Other notes of distress:

1) The flailings and failings of Hunter and Morneau. The batting averages are embarrassing for the heart of any lineup (.229 and .215, respectively), though one could almost forgive that by looking at the RBIs for the not-so-fearsome twosome (13 and 14).

But that would be to ignore how impatient and foolish each has looked at the plate. Neither player is capable of working a count or getting on base with any kind of consistency. Hunter has five walks versus 17 strikeouts in 70 at-bats; Morneau has four BOBs and 18 Ks in 65 official trips to the plate.

Hunter, especially, seems to be receiving his swing selection telepathically from Jacque Jones in Chicago.

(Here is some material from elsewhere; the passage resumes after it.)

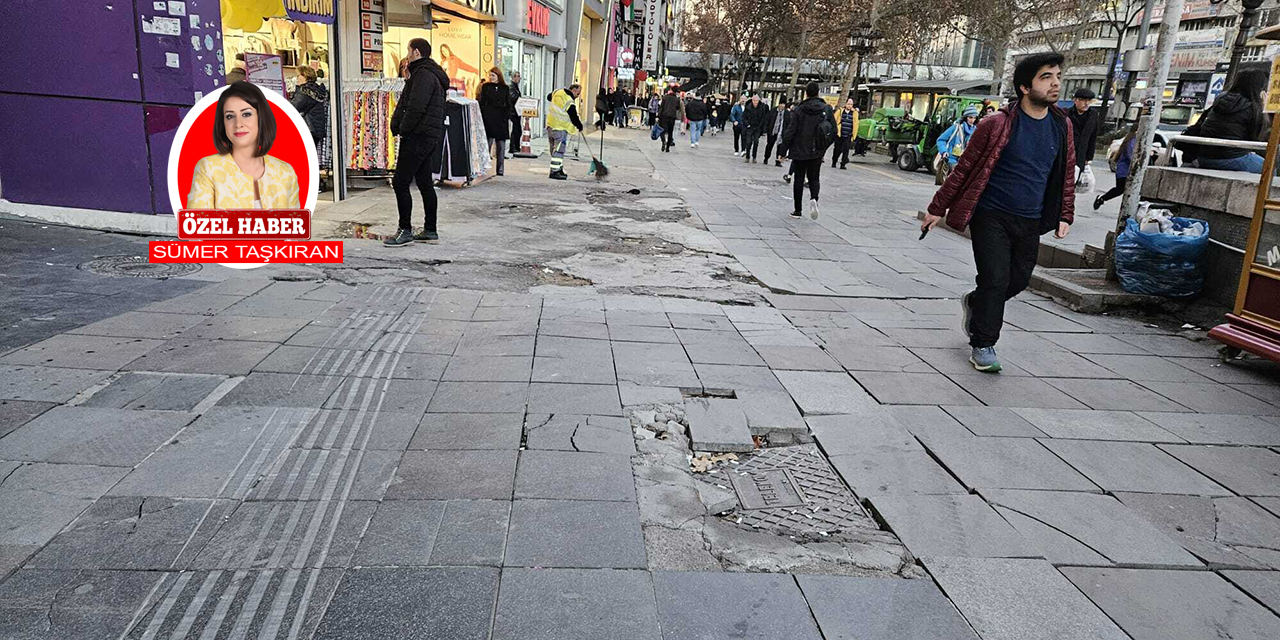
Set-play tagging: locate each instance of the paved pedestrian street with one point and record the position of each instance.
(598, 414)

2. That old dog Sierra. I've been holding out hope that Ruben Sierra would be a Don Baylor-like acquisition for this year's Twinks, but now I'm not so sure. Initially, I thought Sierra would spell Morneau in the field once in a while, but apparently Sierra didn't take to first base. (Although putting Michael Cuddyer there, as the Ron Gardenhire did Friday, didn't seem to present any real problems.)

More than that, I didn't figure in how much his age would make him injury prone. The Twins had to play Rondell White in left in lieu of Shannon Stewart all weekend; the result was that Sierra's stint as a regular DH proved that his body won't allow for such a role.

3. Morneau's mitt. One surprising bright spot has been how comfortable Morneau looks in the field. He won't be picking up any Gold Gloves anytime soon, and he'll probably never be the vacuum that Kent Hrbek was. But his play thus far has been solid, with some flashes of grace and smarts. It's enough to make a Twins fan forget about Doug Mientkiewicz--if Dougie Baseball weren't hitting 50 points higher than the kid right now.

Not to compare the two--Justin's the future, right?--but there will be some head-to-head going on this week as the Twins take on the Royals in KC. If Minnesota isn't within one game of .500 going into the weekend series in Detroit, it's time for this team to offically aim lower. Much lower.